CSB Issues Final Synthron Explosion Report, Releases Accident Video Simulation

In a final report released today on last year's fatal explosion at the Synthron chemical manufacturing facility in Morganton, N.C., the U.S. Chemical Safety Board (CSB) concluded that the company's management of reactive chemical hazards was inadequate and that the facility was unprepared for a chemical process emergency. CSB also found that ineffective corporate oversight by French parent company Protex International contributed to the likelihood and severity of the accident.

The explosion occurred on Jan. 31, 2006, as the result of a runaway chemical reaction in a 1500-gallon process vessel inside the Synthron production building. One worker was fatally burned and fourteen others were injured, two seriously. The blast destroyed the facility and broke windows up to one-third of a mile away. Two churches and a home were damaged and were later condemned.

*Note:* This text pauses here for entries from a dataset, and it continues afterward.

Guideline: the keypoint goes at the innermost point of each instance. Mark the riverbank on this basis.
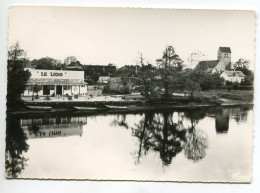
(100, 104)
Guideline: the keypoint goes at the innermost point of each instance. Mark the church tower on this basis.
(224, 54)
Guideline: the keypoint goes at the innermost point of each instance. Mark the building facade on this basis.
(233, 76)
(219, 65)
(55, 82)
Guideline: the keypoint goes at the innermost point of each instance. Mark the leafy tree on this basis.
(17, 76)
(169, 66)
(243, 66)
(146, 82)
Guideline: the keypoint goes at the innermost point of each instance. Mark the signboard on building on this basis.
(56, 74)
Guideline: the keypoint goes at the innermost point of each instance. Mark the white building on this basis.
(233, 76)
(56, 82)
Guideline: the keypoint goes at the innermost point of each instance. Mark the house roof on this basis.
(225, 49)
(44, 81)
(122, 73)
(234, 73)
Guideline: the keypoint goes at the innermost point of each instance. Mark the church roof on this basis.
(207, 65)
(225, 49)
(234, 73)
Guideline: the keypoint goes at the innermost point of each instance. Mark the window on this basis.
(66, 87)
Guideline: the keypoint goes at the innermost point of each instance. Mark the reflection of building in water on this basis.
(53, 127)
(222, 120)
(239, 114)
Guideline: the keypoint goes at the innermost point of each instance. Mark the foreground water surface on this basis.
(209, 144)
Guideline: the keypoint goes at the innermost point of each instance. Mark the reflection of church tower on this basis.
(222, 121)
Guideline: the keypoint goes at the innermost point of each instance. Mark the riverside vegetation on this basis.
(155, 83)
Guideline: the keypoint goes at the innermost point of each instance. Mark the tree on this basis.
(70, 59)
(243, 66)
(169, 67)
(17, 76)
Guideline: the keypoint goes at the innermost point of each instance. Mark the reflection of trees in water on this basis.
(15, 146)
(239, 114)
(158, 132)
(222, 120)
(196, 145)
(120, 120)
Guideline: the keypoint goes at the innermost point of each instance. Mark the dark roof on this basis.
(234, 73)
(225, 49)
(44, 81)
(207, 65)
(122, 73)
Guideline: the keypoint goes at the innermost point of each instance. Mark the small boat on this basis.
(39, 108)
(116, 107)
(85, 108)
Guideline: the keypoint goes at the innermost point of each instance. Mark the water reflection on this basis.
(15, 147)
(48, 127)
(164, 134)
(223, 115)
(19, 130)
(161, 133)
(222, 120)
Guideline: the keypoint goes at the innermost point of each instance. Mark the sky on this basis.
(100, 36)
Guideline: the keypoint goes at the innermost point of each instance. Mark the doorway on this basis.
(59, 90)
(46, 90)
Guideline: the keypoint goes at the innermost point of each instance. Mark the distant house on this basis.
(99, 69)
(123, 76)
(233, 76)
(219, 65)
(74, 66)
(104, 78)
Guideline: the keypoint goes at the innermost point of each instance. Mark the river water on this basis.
(209, 145)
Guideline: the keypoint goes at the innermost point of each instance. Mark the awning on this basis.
(73, 82)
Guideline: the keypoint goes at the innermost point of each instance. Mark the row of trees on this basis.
(169, 77)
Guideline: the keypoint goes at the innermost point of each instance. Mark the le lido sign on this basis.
(51, 74)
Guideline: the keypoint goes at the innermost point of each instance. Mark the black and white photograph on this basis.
(130, 94)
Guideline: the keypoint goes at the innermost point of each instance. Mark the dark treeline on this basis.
(164, 79)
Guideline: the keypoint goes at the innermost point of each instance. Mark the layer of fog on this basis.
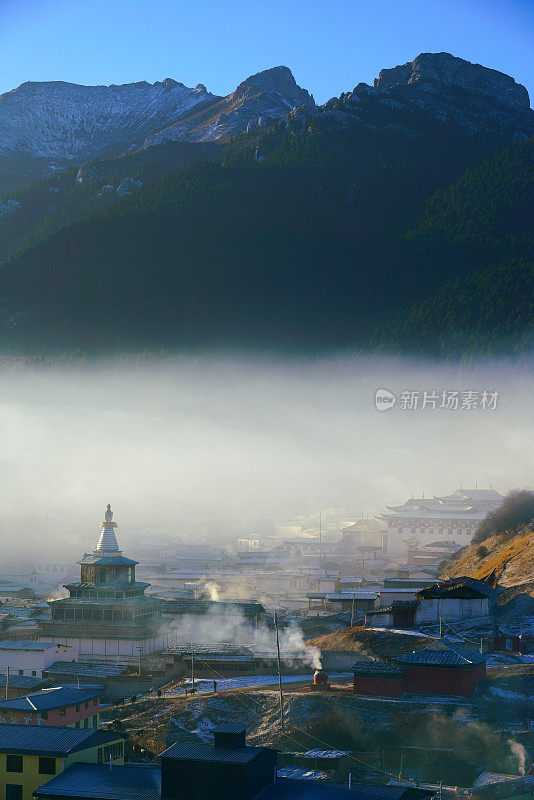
(234, 629)
(209, 448)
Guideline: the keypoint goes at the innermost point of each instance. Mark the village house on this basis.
(228, 769)
(20, 685)
(441, 668)
(31, 658)
(448, 601)
(62, 705)
(32, 754)
(342, 601)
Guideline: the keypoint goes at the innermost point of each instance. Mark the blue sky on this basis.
(329, 44)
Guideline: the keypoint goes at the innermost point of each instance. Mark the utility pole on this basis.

Synthron filed for bankruptcy following the accident and the facility has not been rebuilt.

A two-minute computer-animated video depicting the sequence of events that led to the Synthron explosion has been released, it is also part of a new 20-minute CSB safety video on reactive chemical hazards, titled "Reactive Hazards: Dangers of Uncontrolled Chemical Reactions," which was also released today in an effort to draw increased attention to the dangers from uncontrolled chemical reactions.

"The accident at Synthron emphasizes the need for effective corporate oversight, emergency planning, and reactive chemical process training and safeguards," said John S. Bresland, CSB member. "If these measures had been in place, this accident could have been prevented."

Synthron manufactured acrylic polymers for use as paint and coating additives, which were typically produced inside a batch reactor by chemically reacting a blend of acrylic monomers in a mixture of flammable solvents.

The accident occurred when plant managers attempted to fulfill an order for acrylic polymer that exceeded the normal batch size for this product. Instead of making two smaller batches to fill the order, managers decided to make a single, larger batch. Managers decided to add all the extra acrylic monomer during the first stage of the reaction process, which was a critical mistake according to subsequent laboratory testing by the CSB that showed increasing the batch size in this manner raised the maximum heat output from the reaction by a factor of at least 2.3. The heat output exceeded the cooling capacity of the condenser and the reaction accelerated out of control or "ran away."

CSB said that after initiating the reaction on Jan. 31, 2006, operators observed solvent vapor leaking from a hatchway on top of the reactor as the process overheated and pressure built up inside the reactor. Operators fled the production building and gathered just outside a doorway. A flammable vapor cloud formed inside the building, and a short time later it ignited and exploded, destroying the production facility and fatally burning a maintenance supervisor who had remained inside. Personnel who gathered just outside the building were among the injured.

"Synthron had apparently never documented the actual capacity of the cooling equipment, which was essential to keeping reactions from running out of control," said CSB Lead Investigator Jim Lay. "The CSB found no evidence that the company had ever cleaned or inspected the cooling water side of the condenser on the reactor for 30 years." CSB later found that this surface was fouled with scale, rust, and sediment which likely degraded the cooling capability of the condenser by at least 25 percent.

It's estimated that the flammable release occurred when the reactor reached a pressure of 23 pounds per square inch gauge (psig), which was well below the reactor's maximum working pressure of 75 psig, but Synthron had a longstanding practice of improperly securing the reactor hatch, CSB said, using only four of the 18 metal clamps recommended by the manufacturer. The failure to fully clamp down the hatchway compromised the performance of the hatchway gasket, which allowed flammable solvent vapors to be released into the building.

Among the findings, CSB's investigation determined that Synthron had gathered only minimal safety information on its polymer-producing processes, and personnel, including the managers, were poorly prepared to recognize the dangers from an uncontrolled chemical reaction. Also, it found that Synthron had not performed a systematic safety review of the reactor, also known as a process hazard analysis, and failed to install safeguards to automatically detect, prevent, or mitigate a runaway reaction.

CSB also concluded that Synthron was not prepared for an emergency. Operating procedures did not instruct employees on what to do in the event of a chemical release or loss of chemical reactor control. Evacuation drills had not been conducted and the facility was not equipped with an emergency alarm system. Investigators concluded there was adequate time available to have evacuated all personnel to a safe location after vapor escaped from the reactor hatchway, and that such an evacuation would likely have prevented the death and injuries.

Synthron LLC was owned by a French company, Protex International, which has operations in Europe, Asia, North America, and South America. Protex has chemical facilities in Massachusetts, New Jersey, and Florida. The investigation found that Protex had testing equipment at its European facilities to measure chemical reaction hazards, but did not use this equipment to determine the safety of Synthron's processes or provide adequate technical support to Synthron.

CSB recommended that Protex International establish a program to follow good industry safety practices for managing reactive hazards at all its remaining U.S. facilities.